Pracę w osiedlowym markecie załatwiła mi starsza siostra. Hania od dawna znała właściciela sklepu i zostałam przyjęta praktycznie od ręki.
– Kokosów nie zarobisz, ale lepsze to, niż bezrobocie – powiedziała. Z wdzięczności rzuciłam jej się na szyję.
Byłam bezrobotna od niemal dziesięciu miesięcy i wszystkim nam cała ta sytuacja dosłownie bokiem wychodziła. Córka musiała zrezygnować ze szkolnej wycieczki, a mąż dorabiał, gdzie mógł, byle starczyło nam do pierwszego.
„Z drugą pensją będzie nam o wiele łatwiej” – cieszyłam się.

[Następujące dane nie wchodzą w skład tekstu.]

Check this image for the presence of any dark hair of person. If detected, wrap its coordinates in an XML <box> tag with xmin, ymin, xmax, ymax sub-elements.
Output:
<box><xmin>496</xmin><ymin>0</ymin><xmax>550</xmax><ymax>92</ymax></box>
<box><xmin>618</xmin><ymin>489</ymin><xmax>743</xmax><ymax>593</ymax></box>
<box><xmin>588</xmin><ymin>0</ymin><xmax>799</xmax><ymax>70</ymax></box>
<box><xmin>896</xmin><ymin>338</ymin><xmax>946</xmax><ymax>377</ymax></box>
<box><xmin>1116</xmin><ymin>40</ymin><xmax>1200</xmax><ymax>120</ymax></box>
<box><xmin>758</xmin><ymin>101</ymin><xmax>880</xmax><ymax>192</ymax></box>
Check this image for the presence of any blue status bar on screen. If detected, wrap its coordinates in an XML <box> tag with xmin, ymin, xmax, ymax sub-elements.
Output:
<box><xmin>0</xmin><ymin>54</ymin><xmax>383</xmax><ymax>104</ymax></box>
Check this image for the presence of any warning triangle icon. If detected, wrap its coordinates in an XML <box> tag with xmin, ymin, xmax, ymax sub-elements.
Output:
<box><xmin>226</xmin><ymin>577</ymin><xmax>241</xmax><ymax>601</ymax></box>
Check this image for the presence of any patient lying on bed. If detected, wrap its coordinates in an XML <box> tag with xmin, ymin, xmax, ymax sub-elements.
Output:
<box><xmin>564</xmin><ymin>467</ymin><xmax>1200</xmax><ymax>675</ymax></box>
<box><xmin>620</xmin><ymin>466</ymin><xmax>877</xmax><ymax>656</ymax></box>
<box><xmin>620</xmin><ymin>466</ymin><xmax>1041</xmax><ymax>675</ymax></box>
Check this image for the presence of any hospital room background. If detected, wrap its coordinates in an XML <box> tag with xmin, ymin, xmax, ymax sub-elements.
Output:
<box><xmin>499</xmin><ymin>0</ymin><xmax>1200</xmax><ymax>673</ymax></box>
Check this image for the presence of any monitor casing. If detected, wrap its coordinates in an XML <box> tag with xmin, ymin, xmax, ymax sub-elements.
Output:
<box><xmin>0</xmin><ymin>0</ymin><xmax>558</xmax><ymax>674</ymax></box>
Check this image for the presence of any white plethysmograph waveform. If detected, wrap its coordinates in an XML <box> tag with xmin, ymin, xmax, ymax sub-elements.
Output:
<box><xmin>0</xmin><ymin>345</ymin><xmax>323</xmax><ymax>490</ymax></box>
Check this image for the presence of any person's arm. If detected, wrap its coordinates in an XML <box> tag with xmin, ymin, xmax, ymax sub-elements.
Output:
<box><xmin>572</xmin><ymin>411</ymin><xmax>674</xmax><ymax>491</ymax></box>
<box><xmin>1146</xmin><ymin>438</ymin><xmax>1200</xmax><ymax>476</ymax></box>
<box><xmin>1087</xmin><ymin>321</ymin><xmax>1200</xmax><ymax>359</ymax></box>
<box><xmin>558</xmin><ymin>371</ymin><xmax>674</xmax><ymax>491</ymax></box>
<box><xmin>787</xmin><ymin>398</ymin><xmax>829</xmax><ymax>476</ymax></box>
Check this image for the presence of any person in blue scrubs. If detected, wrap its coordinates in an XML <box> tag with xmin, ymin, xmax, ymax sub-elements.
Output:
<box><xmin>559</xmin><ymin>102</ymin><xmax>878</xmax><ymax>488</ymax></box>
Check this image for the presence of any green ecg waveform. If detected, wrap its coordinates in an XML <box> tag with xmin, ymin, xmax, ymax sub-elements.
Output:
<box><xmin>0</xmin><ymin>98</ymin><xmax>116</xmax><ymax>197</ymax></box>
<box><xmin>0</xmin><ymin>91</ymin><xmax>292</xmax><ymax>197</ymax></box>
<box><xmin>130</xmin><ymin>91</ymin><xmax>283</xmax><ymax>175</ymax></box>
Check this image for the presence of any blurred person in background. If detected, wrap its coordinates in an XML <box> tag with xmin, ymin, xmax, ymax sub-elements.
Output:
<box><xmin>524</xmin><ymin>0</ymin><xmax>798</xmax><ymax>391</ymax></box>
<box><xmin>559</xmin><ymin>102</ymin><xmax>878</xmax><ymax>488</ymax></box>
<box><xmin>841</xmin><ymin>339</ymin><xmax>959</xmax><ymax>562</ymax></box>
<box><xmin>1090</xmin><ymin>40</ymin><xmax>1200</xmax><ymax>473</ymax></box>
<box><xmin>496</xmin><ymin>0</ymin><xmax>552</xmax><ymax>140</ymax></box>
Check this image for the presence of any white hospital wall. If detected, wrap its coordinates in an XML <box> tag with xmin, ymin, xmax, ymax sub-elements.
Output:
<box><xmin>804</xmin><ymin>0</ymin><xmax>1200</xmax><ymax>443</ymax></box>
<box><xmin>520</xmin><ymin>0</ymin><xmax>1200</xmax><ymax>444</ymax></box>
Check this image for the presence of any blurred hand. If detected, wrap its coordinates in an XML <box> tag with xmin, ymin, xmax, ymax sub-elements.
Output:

Kilka dni później zaczęłam pracę
Dość szybko wdrożyłam się w swoje nowe obowiązki. Koleżanki z delikatesów były sympatyczne, właściciel również mnie polubił. Jedynym problemem był Janusz – młody ochroniarz, któremu już pierwszego dnia wpadłam w oko.
– Podrzucę cię, Marzenko – zaproponował, kiedy po pracy spotkaliśmy na parkingu przed sklepem.
Było parę minut po północy i czułam się odrobinę nieswojo na pustym, otoczonym krzewami placyku – dlatego początkowo nawet ucieszyła mnie obecność kolegi, jednak okazało się, że Janusz nie ma czystych intencji.
– To jak? Jedziemy? – zapytał i zapraszająco otworzył drzwi swojego auta. – Możemy zrobić sobie spontaniczną imprezkę. Mam wino – mrugnął do mnie.
– Dzięki, mąż zaraz po mnie przyjedzie – uśmiechnęłam się niepewnie i niecierpliwie wypatrywałam samochodu Maćka.
Spóźniał się, jak zawsze, co akurat w tym momencie było mi szczególnie nie na rękę, bo ochroniarz okazał się wyjątkowo nachalny.
– Mąż? Daj spokój – parsknął. – Mogę cię podrzucać do domu nawet codziennie. Co będziesz swojego chłopa po nocach fatygować?
– To nie problem, Maciek zawsze mnie odbiera, kiedy późno kończę – odparłam.
– Szkoda, fajna jesteś – rzucił tymczasem Janusz i zanim zdążyłam zareagować, zrobił wulgarny gest.
– Człowieku, oszalałeś?! – krzyknęłam wytrącona z równowagi.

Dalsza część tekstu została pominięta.